Of course, I knew southwestern Louisiana was low and flat when we moved here a couple of years ago. What I didn’t realize was that with the flat land, clayish soil and the significant annual rainfall numbers, I would in essence be running a crawfish farm (it’ll always be pronounced that way to me no matter how Daniel Webster’s book says to spell it or pronounce it).
After our first little rain, those dirt “chimneys” began to pop up in the backyard. Thankfully, they don’t seem to appear with any regularity or large numbers in the front yard. I’m sure Life Mate would find ways to eradicate them if that were the case. Crawfish chimneys don’t do anything for your landscaping, especially when the same rains that produce the chimneys are the impetus for those blossoms that Life Mate coos at and cultivates to tickle the spring and summer fancy of the traffic on our street.
While the backyard mud village doesn’t seem to be a threat to the ability of the gentleman who mows our yard, it probably doesn’t help his attitude any when he sees a plethora of the nefarious mudbug chimneys. Just as long as he doesn’t charge me a higher rate over it or my “live and let live” attitude toward the critters could change.
My view of crawfish has been generally accepting. As a mere boy I used a “fishing” apparatus consisting of a piece of string about 18-24 inches long with a small piece of raw bacon tied on one end to hunt crawfish. I’d feed the line into the chimney/crawdad hole and leave it for a few seconds, after which I usually got a “bite.”
However, it’s not like a “bite” from a fish in a pond. You don’t necessarily feel it unless the crawfish is sizable and decides to, uh, ahem, “take home the bacon,” in order to enjoy it as a meal. You patiently wait until you think maybe a crawfish has begun to chow down, then you gently draw the line out and, voila!, there’s a crawfish.
As a youngster, my mother assured me the fan-tailed, forward-thrust-clawed, prehistoric-appearing amphibian was “too nasty” to eat.

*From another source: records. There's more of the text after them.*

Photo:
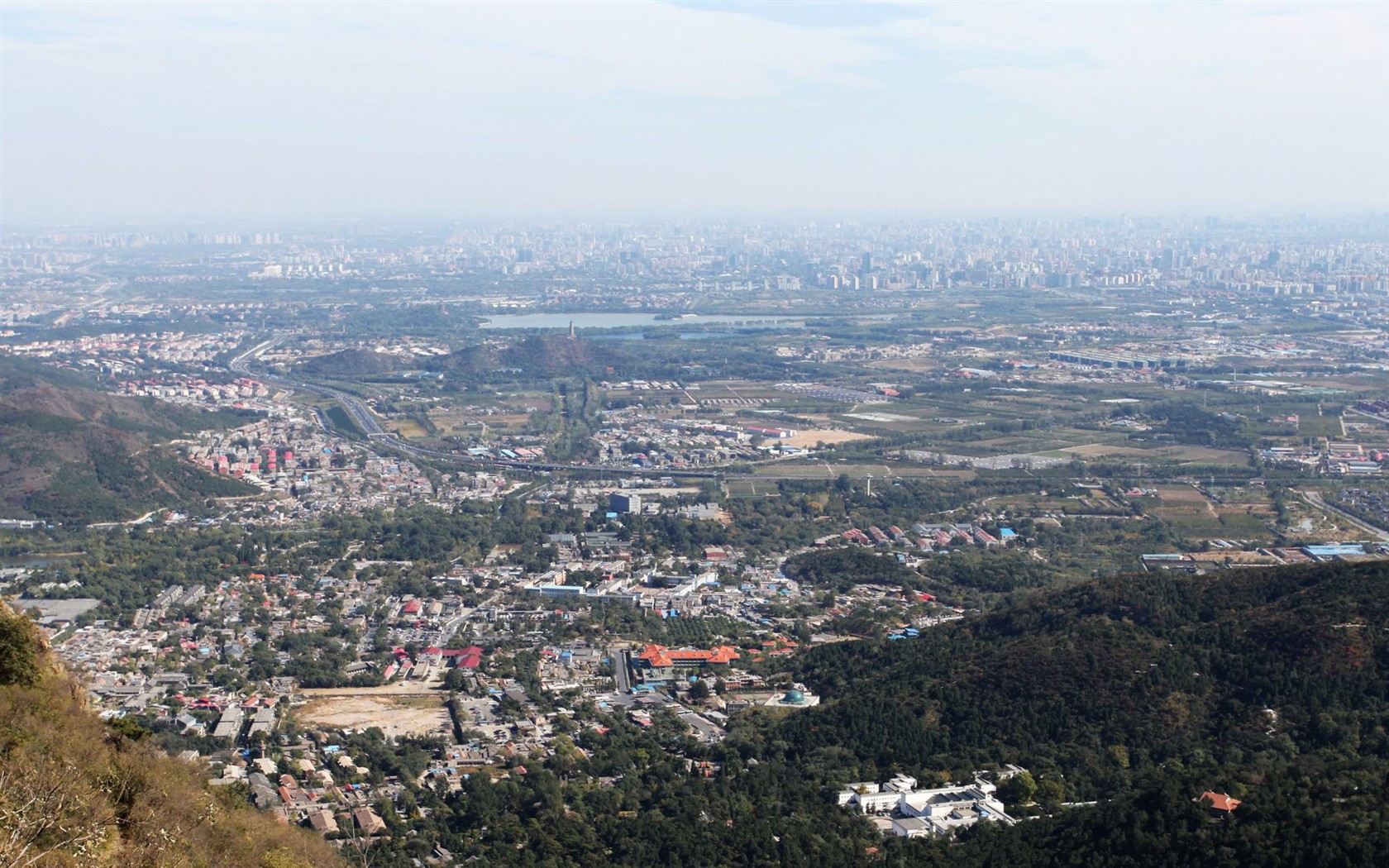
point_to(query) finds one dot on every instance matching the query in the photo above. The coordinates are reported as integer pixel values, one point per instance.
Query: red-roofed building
(463, 659)
(659, 663)
(1221, 803)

But, as a young man out in the world of service clubs trying events to raise money to finance public service activities, those groups found a crawfish boil was a popular fund-raiser. So, I learned to eat crawfish tails. Plus, the ones out of a backyard hole weren’t really the eating variety so I learned that the “boil” offerings were pond-raised and much “cleaner.”
A series of newspaper publishing moves produced no areas with crawfish yens, so I went a few years without until I saw it done on a grand scale.

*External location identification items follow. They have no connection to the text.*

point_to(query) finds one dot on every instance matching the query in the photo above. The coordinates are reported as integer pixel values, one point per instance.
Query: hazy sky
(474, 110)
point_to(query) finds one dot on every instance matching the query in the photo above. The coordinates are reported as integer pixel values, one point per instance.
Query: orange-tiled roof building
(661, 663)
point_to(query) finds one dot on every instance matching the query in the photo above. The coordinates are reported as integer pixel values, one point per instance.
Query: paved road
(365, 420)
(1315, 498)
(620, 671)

In Jasper, Darrell Flurry is a well-known and respected businessman and a successful logger who has done exceptionally well. He believes in thanking the community that provides him that opportunity. For years, his “thank you party” was a major event, attended by hundreds.
Darrell hired a firm that specialized in such events and they’d boil thousands of crawfish for his annual event.
It was also a freeloader’s heaven, which the genial logger tolerated as he showed his appreciation to those who really helped his business.
It was there that I learned to be an “expert” eater of crawfish. I learned the art of breaking the tail and head apart and quickly peeling the tail enough to suck the meat out, chew it and move on to the next one. Seeing how many trays of shells/hulls you can return after polishing off the crawfish is the “mark of a man” in that realm. However, I miss the mark on one count: sucking whatever out of the crawfish head. I’m a “tail” guy all the way.
I would never have won a “championship” in crawfish eating.
Willis Webb is a retired community newspaper editor-publisher of more than 50 years experience.